Dans un passage à l’échelle de projet de conservation, il est crucial de distinguer la « pure diffusion »[5], c’est-à-dire la réplication de manière non planifiée dans le cadre d’un projet mais seulement par la médiation des pairs (gestionnaires d’AMP, acteurs locaux de la conservation), de « l’active dissemination », c’est-à-dire la réplication organisée à travers des organismes structurés (ONG, Agences de services, programmes internationaux etc.).
Pour exemple, dans le cas d’une réplication de l’initiative de conservation « Blue Local Incubator » (BLI : entrepreneuriat local au service de la conservation), ces deux types de réplication sont envisageables mais n’ont ni les mêmes canaux ni la même vitesse d’adoption. Par exemple, un BLI peut être répliqué de Croatie au Cap Vert grâce à un réseau d’organisations locales et internationales et à BlueSeeds, chargé de piloter le processus et d’agir en tant qu’intermédiaire (logique top-down). L’idée étant de transférer et adapter les compétences développées en Croatie au contexte Cap verdien. Ce modèle d’adoption peut alors être caractérisé de FAST-SLOW[6] puisque la dynamique est insufflée par les acteurs externes et, dans un second temps, adoptée par les acteurs locaux répondant à l’appel à manifestation d’intérêt d’entrepreneuriat bleu.

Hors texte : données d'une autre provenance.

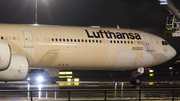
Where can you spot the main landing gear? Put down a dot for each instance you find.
(135, 79)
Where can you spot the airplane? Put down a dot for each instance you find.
(68, 47)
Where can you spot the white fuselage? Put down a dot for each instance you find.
(66, 47)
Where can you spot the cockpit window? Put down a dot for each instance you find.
(164, 43)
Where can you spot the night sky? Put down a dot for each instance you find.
(145, 15)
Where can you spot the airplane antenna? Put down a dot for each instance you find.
(36, 12)
(118, 27)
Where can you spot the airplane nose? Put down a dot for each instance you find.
(171, 53)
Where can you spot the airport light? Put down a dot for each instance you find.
(170, 68)
(151, 71)
(163, 2)
(40, 79)
(151, 83)
(151, 75)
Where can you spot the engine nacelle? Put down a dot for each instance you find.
(5, 55)
(17, 70)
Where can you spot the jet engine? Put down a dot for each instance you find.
(17, 70)
(5, 55)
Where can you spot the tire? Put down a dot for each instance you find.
(137, 81)
(132, 80)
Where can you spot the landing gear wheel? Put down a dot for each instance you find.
(135, 80)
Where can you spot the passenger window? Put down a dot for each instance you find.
(166, 43)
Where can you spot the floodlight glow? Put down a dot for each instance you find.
(39, 79)
(151, 71)
(163, 3)
(163, 0)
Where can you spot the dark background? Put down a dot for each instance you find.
(145, 15)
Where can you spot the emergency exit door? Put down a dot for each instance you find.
(28, 39)
(150, 46)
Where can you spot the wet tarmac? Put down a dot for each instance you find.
(115, 94)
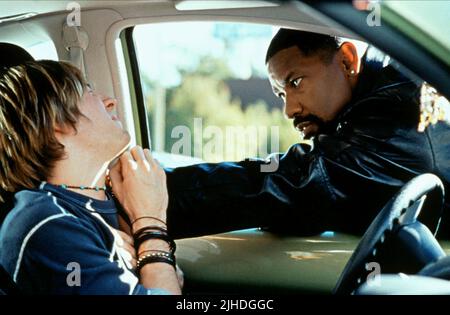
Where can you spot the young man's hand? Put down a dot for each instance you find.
(139, 184)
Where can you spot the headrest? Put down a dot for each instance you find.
(13, 55)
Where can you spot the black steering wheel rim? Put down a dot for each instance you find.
(404, 208)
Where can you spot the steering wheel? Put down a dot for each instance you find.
(402, 210)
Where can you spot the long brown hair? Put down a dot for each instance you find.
(34, 99)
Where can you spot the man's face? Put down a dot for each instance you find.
(101, 132)
(313, 90)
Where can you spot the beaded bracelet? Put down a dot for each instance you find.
(148, 217)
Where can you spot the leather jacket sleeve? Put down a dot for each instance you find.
(340, 185)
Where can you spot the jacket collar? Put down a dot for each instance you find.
(373, 79)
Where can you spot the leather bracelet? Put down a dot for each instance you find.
(138, 233)
(149, 235)
(155, 257)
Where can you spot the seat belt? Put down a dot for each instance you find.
(76, 41)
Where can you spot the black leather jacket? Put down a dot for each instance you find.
(357, 164)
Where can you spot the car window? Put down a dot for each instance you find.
(206, 90)
(43, 50)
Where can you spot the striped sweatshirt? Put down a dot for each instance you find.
(56, 241)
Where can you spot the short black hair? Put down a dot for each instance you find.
(308, 43)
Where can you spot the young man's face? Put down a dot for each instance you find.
(101, 132)
(313, 90)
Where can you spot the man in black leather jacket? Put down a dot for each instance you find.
(363, 120)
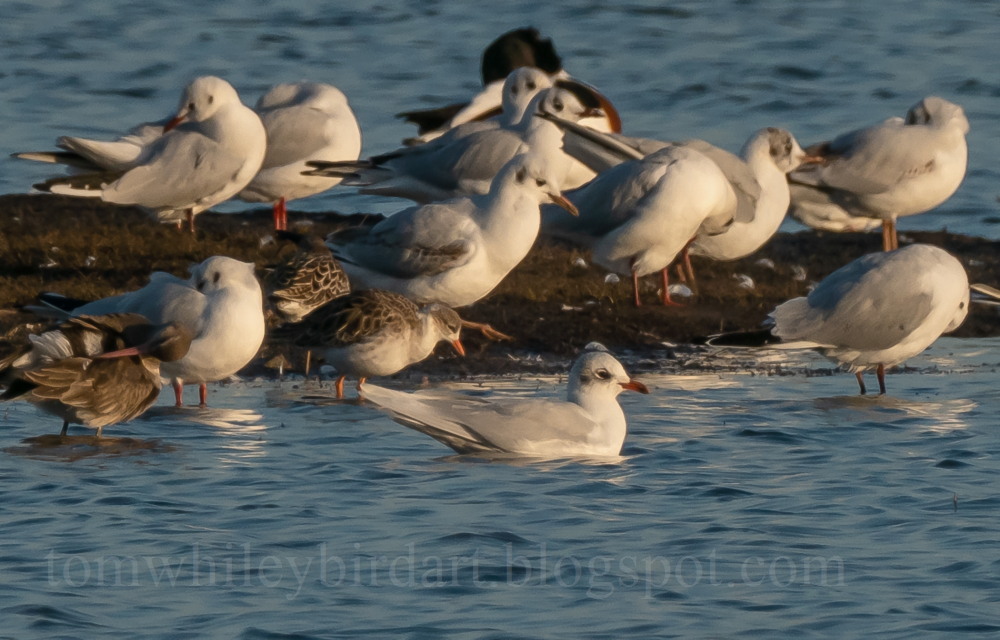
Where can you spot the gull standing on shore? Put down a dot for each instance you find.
(874, 312)
(304, 121)
(457, 251)
(639, 216)
(220, 305)
(209, 151)
(758, 177)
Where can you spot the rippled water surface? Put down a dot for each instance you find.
(715, 70)
(743, 505)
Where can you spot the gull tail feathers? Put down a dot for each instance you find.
(415, 412)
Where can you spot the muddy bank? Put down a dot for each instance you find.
(553, 304)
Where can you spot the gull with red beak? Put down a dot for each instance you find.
(210, 150)
(465, 161)
(589, 423)
(457, 251)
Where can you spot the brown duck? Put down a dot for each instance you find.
(93, 370)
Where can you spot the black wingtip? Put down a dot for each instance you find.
(758, 338)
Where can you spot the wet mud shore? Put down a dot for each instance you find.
(553, 304)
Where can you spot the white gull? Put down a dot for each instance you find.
(589, 423)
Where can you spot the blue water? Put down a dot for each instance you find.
(716, 70)
(745, 504)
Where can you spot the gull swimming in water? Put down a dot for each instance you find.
(221, 305)
(589, 423)
(94, 370)
(457, 251)
(874, 312)
(209, 151)
(374, 333)
(899, 167)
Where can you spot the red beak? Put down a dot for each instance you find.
(563, 202)
(176, 120)
(634, 385)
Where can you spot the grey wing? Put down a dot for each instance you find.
(744, 184)
(874, 160)
(471, 425)
(294, 134)
(598, 151)
(176, 171)
(864, 306)
(422, 240)
(166, 298)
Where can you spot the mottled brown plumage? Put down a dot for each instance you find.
(93, 370)
(309, 279)
(375, 333)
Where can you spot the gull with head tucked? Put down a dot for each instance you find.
(209, 151)
(899, 167)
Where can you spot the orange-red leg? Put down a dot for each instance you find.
(280, 215)
(890, 239)
(635, 289)
(667, 301)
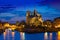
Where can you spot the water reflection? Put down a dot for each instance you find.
(22, 35)
(10, 35)
(50, 36)
(13, 33)
(45, 36)
(58, 35)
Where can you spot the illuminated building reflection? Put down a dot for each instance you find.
(45, 36)
(50, 36)
(22, 34)
(13, 33)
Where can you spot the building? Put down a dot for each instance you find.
(33, 18)
(47, 23)
(6, 24)
(56, 22)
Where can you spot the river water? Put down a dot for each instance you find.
(10, 35)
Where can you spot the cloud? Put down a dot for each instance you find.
(7, 15)
(18, 18)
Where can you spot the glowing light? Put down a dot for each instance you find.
(6, 25)
(4, 35)
(50, 36)
(13, 33)
(58, 35)
(22, 35)
(45, 36)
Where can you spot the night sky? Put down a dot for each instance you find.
(15, 10)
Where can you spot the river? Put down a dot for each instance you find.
(10, 35)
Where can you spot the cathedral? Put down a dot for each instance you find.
(33, 18)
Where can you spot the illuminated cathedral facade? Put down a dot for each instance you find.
(33, 18)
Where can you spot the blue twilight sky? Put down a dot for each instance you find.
(15, 10)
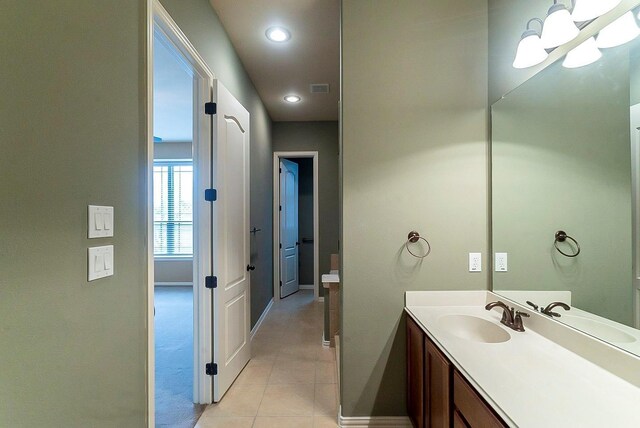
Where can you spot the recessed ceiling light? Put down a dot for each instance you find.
(292, 99)
(278, 34)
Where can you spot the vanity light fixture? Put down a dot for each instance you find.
(619, 32)
(530, 50)
(584, 54)
(586, 10)
(292, 99)
(558, 27)
(278, 34)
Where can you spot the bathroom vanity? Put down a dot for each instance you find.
(466, 369)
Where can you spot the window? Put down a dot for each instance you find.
(173, 208)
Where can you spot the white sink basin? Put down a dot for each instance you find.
(473, 328)
(598, 329)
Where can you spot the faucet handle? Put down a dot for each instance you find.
(517, 320)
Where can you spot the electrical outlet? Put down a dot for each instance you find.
(475, 262)
(501, 262)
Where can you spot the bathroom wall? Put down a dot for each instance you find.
(72, 130)
(199, 22)
(415, 132)
(561, 161)
(323, 138)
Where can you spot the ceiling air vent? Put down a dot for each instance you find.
(319, 88)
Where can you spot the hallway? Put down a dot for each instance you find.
(291, 378)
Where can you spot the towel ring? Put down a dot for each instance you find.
(414, 237)
(562, 236)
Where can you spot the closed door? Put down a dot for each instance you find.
(289, 279)
(231, 300)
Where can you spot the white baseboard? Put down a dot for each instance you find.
(255, 328)
(374, 421)
(173, 284)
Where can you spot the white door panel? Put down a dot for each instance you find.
(290, 282)
(231, 322)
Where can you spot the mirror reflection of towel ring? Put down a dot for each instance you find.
(561, 236)
(414, 237)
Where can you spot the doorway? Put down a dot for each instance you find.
(179, 168)
(296, 223)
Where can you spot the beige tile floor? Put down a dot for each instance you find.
(291, 378)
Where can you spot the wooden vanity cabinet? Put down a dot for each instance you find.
(438, 396)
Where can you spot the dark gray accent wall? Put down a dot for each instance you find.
(414, 153)
(199, 22)
(72, 133)
(323, 138)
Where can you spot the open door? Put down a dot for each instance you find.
(231, 299)
(289, 278)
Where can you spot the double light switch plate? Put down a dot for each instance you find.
(100, 224)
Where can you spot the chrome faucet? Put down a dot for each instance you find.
(510, 318)
(548, 310)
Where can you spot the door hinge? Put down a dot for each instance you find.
(211, 369)
(210, 195)
(210, 108)
(211, 282)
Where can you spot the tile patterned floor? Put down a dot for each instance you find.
(291, 378)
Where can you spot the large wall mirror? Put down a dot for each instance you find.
(565, 148)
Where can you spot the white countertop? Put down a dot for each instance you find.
(529, 380)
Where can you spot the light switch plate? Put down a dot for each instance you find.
(100, 262)
(475, 262)
(501, 262)
(100, 221)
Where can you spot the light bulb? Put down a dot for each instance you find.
(584, 54)
(558, 28)
(530, 51)
(278, 34)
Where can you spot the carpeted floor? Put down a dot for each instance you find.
(174, 358)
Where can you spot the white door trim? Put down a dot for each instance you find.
(276, 221)
(160, 23)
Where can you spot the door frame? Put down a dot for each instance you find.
(276, 220)
(159, 22)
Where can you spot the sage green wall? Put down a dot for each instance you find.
(198, 20)
(561, 161)
(323, 138)
(415, 131)
(72, 127)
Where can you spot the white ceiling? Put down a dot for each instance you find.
(278, 69)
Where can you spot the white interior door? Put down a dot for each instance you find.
(231, 300)
(289, 279)
(635, 185)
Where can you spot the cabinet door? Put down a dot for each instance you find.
(472, 407)
(438, 388)
(415, 373)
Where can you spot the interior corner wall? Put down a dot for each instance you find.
(72, 133)
(198, 20)
(323, 138)
(415, 137)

Par ailleurs, il est envisageable que le BLI puisse être répliqué « naturellement » de la Croatie à la Grèce par exemple grâce notamment à un échange informel entre gestionnaires d’AMP intéressés par l’initiative et souhaitant répliquer l’approche par eux-mêmes. Ce modèle d’adoption peut quant à lui être caractérisé de SLOW-FAST-SLOW puisqu’il émerge d’une initiative « bottom-up »[7].
Références
[1] Mascia, M. B. & Mills, M. When conservation goes viral: the difusion of innovative biodiversity conservation policies and practices. Conserv. Lett. 11, e12442 (2018).
[2] Pour plus d’information sur notre Blue Local Incubator voir onglet « Incubateur » et Fiche site « Lastovo, Croatie » dans Nos Réalisations.
[3] Voir article du LAB « Embrace the complexity with a broader diagnosis »
[4] La théorie du changement décrit la manière dont les activités entreprises dans le cadre d’un projet donnent lieu à une chaîne de résultats qui auront les incidences visées ou observées.
[5] Mills, M., Bode, M., Mascia, M.B. et al. How conservation initiatives go to scale. Nat Sustain 2, 935–940 (2019). https://doi.org/10.1038/s41893-019-0384-1
[6] Lowry, G., White, A. & Christie, P. Scaling up to networks of marine protected areas in the Philippines: biophysical, legal, institutional, and social considerations. Coast. Manag. 37, 274–290 (2009).
[7] Gelcich, S. et al. Alternative strategies for scaling up marine coastal biodiversity conservation in Chile. Marit. Stud. 14, 5 (2015).